February 28, 2008

1) Natural Gas went ballistic today, up 5% to $9.46. Crude closed at $102.20. Fed governor Bernanke is driving prices, not OPEC.

2) Thoroughbred horse sales at Keeneland have fallen off a cliff, another leading economic indicator.

3) Incredible stat of the day: Triple 'B' rated bonds a year ago traded 200 basis points over Treasuries. Now they are 800-1,000 basis points over Treasuries, an all time high.

4) Michael Jackson's palatial fantasy estate in Southern California, Neverland, complete with its own merry-go-round and Ferris wheel, is going into foreclosure unless he can come up with $24 million by March 14. It almost certainly has negative equity and the bank will take it back. Weren't you looking for a weekend place?

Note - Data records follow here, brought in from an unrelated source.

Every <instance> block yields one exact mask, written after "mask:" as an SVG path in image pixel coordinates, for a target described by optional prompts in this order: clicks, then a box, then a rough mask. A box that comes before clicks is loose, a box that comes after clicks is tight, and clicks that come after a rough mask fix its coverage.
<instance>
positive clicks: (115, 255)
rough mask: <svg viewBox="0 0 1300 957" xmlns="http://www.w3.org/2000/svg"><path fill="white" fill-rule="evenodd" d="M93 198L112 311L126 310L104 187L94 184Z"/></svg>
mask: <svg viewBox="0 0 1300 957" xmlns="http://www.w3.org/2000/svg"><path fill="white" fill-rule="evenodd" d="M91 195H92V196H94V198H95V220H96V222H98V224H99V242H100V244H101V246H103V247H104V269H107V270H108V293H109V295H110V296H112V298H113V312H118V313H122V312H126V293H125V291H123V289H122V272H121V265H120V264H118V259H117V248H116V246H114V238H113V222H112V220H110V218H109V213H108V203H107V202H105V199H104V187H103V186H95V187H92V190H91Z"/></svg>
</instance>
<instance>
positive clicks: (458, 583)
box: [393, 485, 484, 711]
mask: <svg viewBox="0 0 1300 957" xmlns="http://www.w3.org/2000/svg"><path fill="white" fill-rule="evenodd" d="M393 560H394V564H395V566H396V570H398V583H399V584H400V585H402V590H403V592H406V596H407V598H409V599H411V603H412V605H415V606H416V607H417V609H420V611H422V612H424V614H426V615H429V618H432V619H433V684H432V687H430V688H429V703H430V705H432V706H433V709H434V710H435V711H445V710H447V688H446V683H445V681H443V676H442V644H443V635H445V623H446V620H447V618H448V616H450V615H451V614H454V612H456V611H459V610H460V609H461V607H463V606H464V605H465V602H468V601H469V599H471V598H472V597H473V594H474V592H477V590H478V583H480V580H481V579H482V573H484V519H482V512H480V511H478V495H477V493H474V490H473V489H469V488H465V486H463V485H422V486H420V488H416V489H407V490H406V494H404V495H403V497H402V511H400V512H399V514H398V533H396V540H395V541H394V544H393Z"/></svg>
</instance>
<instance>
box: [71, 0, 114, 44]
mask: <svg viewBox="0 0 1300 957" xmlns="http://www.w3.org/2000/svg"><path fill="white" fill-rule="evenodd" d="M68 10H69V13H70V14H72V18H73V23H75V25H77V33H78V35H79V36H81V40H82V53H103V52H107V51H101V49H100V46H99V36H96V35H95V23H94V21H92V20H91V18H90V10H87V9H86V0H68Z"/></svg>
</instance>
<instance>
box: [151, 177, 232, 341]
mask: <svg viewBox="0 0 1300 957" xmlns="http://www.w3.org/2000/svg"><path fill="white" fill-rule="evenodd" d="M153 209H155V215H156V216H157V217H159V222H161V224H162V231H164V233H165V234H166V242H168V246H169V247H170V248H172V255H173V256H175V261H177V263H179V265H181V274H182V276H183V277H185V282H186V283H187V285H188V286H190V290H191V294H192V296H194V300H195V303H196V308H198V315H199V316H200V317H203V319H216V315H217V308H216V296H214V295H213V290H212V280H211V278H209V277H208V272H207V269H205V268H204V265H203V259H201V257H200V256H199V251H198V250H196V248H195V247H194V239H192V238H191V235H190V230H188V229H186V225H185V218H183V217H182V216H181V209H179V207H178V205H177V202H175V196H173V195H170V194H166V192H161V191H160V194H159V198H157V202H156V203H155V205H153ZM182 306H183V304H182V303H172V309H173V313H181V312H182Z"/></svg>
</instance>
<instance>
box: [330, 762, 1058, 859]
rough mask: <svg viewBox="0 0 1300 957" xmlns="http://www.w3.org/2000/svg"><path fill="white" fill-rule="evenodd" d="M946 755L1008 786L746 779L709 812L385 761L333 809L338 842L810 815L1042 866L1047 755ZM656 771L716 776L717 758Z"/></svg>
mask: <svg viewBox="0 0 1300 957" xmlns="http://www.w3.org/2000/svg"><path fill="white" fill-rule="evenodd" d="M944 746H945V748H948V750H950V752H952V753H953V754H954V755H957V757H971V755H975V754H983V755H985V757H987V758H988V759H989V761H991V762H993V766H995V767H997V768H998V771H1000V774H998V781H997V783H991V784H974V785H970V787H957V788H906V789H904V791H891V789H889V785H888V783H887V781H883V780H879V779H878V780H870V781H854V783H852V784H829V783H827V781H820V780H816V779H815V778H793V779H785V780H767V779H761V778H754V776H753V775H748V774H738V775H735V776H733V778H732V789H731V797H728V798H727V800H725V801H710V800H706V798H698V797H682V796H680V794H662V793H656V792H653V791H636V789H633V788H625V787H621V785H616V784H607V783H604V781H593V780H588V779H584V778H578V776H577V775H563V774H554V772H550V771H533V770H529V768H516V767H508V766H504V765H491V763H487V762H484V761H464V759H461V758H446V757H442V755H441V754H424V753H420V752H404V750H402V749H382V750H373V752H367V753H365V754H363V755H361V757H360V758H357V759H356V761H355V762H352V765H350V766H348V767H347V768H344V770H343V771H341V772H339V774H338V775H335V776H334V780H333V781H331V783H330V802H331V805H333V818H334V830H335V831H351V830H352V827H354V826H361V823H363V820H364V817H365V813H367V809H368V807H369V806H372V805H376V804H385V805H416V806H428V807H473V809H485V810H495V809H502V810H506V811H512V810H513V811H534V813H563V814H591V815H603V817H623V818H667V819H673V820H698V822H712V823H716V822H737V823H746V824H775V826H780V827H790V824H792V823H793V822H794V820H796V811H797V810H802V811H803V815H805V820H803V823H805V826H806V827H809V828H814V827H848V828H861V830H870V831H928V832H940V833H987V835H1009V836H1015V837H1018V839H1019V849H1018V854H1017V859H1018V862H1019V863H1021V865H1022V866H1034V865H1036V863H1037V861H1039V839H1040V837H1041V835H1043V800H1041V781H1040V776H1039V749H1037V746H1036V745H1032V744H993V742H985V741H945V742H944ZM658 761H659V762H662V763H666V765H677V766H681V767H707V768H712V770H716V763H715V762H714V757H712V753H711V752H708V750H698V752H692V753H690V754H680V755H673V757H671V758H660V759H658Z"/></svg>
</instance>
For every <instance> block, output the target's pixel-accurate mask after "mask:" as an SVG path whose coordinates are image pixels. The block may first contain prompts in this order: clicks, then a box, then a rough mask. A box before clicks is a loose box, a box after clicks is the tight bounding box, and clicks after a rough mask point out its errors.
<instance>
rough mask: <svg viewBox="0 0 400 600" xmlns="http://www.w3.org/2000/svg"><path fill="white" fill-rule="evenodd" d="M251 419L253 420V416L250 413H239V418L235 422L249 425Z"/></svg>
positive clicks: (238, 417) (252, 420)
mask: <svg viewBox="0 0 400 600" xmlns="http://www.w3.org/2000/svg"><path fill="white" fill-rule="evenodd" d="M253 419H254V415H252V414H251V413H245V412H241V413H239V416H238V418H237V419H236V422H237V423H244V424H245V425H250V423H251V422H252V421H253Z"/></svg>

5) China is raising its minimum wage by 17% to $120 a month. Of the last 50 centuries, China had the world's dominant economy for 48. The rise of China today is just a reversion to the mean.

6) There was massive buying of long dated calls in Toll Brothers and Pulte Homes which are among the best performing stocks in the market this year.

7) US labor costs are now 30% cheaper than in Europe. This will lead to more factory construction in the US.

8) The California state pension fund (Calpers) is raising its allocation to commodities 16 times to $7 billion. A sign that a top in this torrid asset class is not far off.


What has been driving the euro up against the dollar for the last 8 months has been stubbornly high euro interest rates and the most rapid decline in dollar interest rates in history, causing the euro/dollar interest rate differential to widen to a record 300 basis points. What happens next? The Fed will carry out its last 50 basis point rate cut at its March meeting. After that the next Fed rate move will be a rate increase to head off inflation, possibly quickly. The European central bank will be forced to cut its rates as the effects of the US recession spill over there. This will cause the dollar/euro interest rate differential to shrink dramatically. This scenario has the euro peaking at the $1.55 to $1.60 range sometime in Q2 2008. After that it could retrace as far back as $1.25 over the following year. Q2 could be a good time to take profits in an any euro based assets you may have.


Copper could be the next metal to move. It is at the top of a two year trading range at $3.60 and is clearly breaking out to the upside. You could get a big rotational move into copper as traders move out of gold,  which is rapidly approach $1,000 an oz, the target for many for the year. Chinese demand has been voracious in the massive construction build out for the Olympics. Electrical cars, the most immediate short term solution to high oil prices, use a lot of the red metal. And there are no major new mines coming on stream in the foreseeable future. A classic supply demand squeeze.